Her look was incredulous as she chewed her bottom lip. Finally, she nodded. “All right.”
He let her go and took a quick step back, his eyes on her right knee.
She was off and running in a flash. This time, he let her go. She was fast, but he knew that from her dossier. She’d spotted him watching her house. It amazed him. He was always so very careful, so patient, as still as one of the spruce trees. In the past, his life had depended on it more times than he cared to remember. But she’d cottoned on to the fact that someone was out there, with her in his sights.
Well, the stalker had been after her for more than three weeks in New York. That had sharpened her senses, kept her alert. There was no doubt she was afraid, but it hadn’t mattered. She’d come out and confronted him anyway. He whistled as he walked over and bent down to pick up her Coonan automatic. It was a nice gun. It had a closed breech that gave it very high velocity. His brother had one of these babies, was always bragging about it. It was steady, reliable, deadly, and not all that common. He wondered how she handled the recoil. He dumped the seven rimmed cartridges into his hand, then dropped them into his pocket. He paused a moment, wondering if he shouldn’t leave the gun in her mailbox or slip it just inside her front door.
He imagined she wouldn’t feel safe without it.
He saw Tyler McBride and his son leave about ten minutes later. He saw her wave from the front porch. He saw her looking over toward where he quietly stood, surely not visible through the trees. She went back into the house after Tyler McBride and his son drove off. He waited.

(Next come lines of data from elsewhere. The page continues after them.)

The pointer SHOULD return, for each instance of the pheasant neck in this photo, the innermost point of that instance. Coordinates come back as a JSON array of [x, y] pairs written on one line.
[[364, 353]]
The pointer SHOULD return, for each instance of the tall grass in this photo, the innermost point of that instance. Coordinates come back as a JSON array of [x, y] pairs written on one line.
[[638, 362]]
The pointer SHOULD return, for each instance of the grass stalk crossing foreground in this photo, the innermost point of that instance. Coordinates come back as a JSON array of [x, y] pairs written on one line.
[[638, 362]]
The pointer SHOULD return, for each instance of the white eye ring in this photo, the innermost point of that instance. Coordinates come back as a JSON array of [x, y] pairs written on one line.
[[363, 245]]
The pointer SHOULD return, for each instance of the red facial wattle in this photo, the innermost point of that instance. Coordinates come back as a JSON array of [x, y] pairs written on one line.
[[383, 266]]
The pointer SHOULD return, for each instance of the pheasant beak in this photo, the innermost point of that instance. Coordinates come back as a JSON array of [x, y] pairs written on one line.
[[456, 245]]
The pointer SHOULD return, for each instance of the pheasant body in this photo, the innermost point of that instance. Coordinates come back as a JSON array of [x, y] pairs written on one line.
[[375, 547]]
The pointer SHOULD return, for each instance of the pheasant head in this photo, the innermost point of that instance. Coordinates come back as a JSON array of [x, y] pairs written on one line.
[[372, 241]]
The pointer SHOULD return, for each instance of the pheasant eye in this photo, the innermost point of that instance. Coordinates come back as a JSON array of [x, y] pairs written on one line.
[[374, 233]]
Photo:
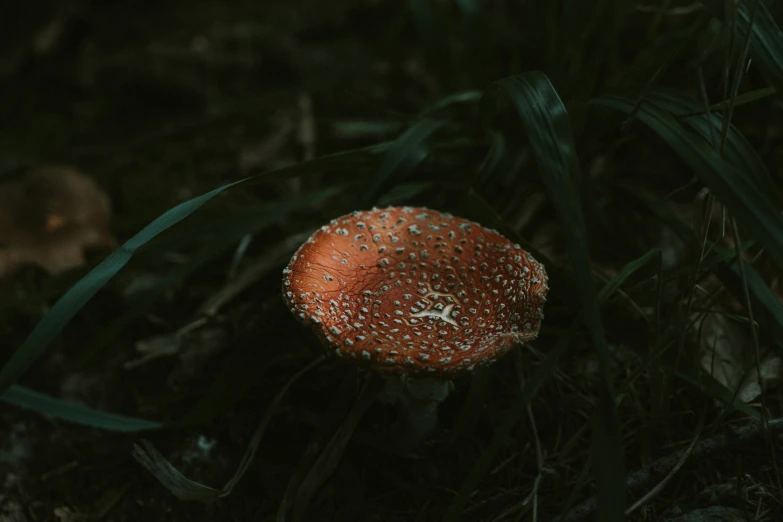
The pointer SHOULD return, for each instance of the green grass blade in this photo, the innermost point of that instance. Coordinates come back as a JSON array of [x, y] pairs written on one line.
[[766, 39], [405, 153], [225, 236], [546, 124], [80, 294], [28, 399], [737, 150], [732, 187], [536, 381], [626, 272], [452, 99], [469, 8]]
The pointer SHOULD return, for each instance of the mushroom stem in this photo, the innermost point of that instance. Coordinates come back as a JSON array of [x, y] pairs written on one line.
[[417, 399]]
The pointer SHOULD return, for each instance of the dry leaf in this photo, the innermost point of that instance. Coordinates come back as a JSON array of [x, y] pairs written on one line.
[[49, 217]]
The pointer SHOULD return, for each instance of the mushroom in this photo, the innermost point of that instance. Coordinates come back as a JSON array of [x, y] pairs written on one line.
[[417, 295]]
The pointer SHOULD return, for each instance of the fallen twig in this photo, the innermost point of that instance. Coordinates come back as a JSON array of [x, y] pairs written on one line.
[[643, 477]]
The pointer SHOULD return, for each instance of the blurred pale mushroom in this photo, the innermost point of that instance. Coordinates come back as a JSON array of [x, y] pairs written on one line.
[[49, 217]]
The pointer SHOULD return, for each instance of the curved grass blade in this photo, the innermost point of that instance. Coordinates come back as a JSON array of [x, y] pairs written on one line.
[[28, 399], [452, 99], [404, 154], [547, 127], [766, 39], [74, 300], [542, 374], [724, 264], [495, 155], [729, 184], [737, 150], [229, 232]]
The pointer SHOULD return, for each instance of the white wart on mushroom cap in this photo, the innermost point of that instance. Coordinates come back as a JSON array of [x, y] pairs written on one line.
[[415, 291]]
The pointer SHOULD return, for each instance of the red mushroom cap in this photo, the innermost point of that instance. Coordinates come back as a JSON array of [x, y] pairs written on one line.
[[415, 291]]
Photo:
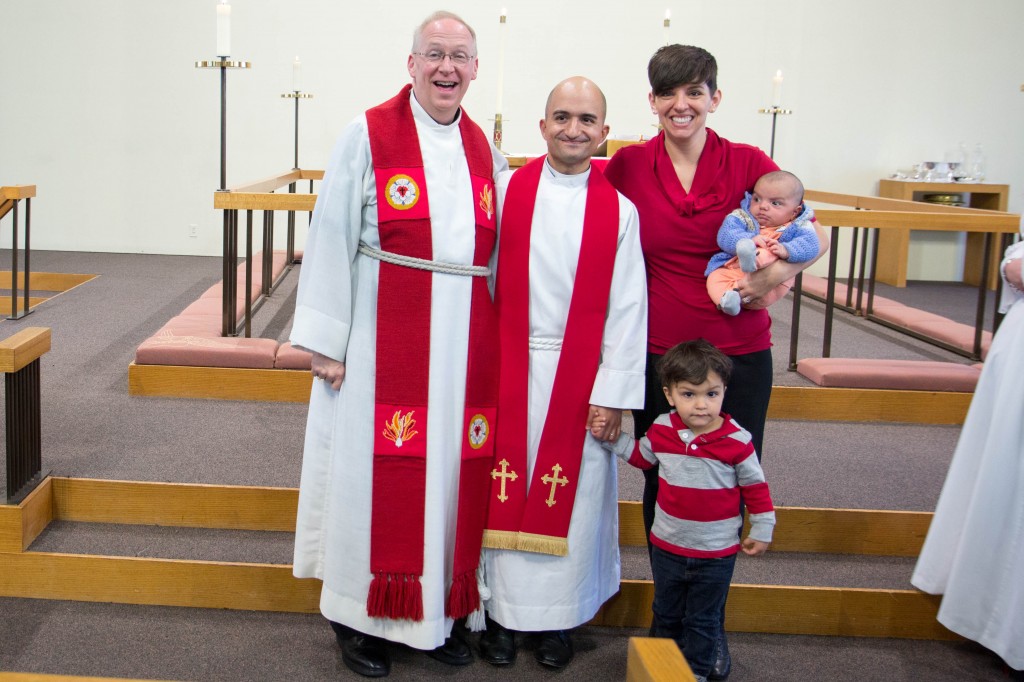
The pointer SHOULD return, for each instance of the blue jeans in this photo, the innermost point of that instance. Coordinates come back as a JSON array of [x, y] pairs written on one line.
[[689, 600]]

Not three minutes later she was back, standing on the front porch, looking toward him. He saw her thinking, weighing, assessing. Finally, she trotted toward him.
She had guts.
He didn’t move, just waited, watching her. He realized when she was only about ten feet from him that she had a big kitchen butcher knife clutched in her hand.
He smiled. She was her father’s daughter.
9
Slowly, he pulled her gun out of his pants pocket and aimed it in her general direction. “Even that big honker knife can’t compete with this Coonan you managed to get off that guy you met at the restaurant in Rockland. He was, however, pissed that you wouldn’t go to bed with him.” He grinned at her. “Hey, you got what you needed. You did good.”
“How did you know about that? Oh, never mind. My knife can certainly compete with the Coonan now. I watched you take the bullets out.”
He grinned at her again, he just couldn’t help it, and held the automatic out to her, butt first.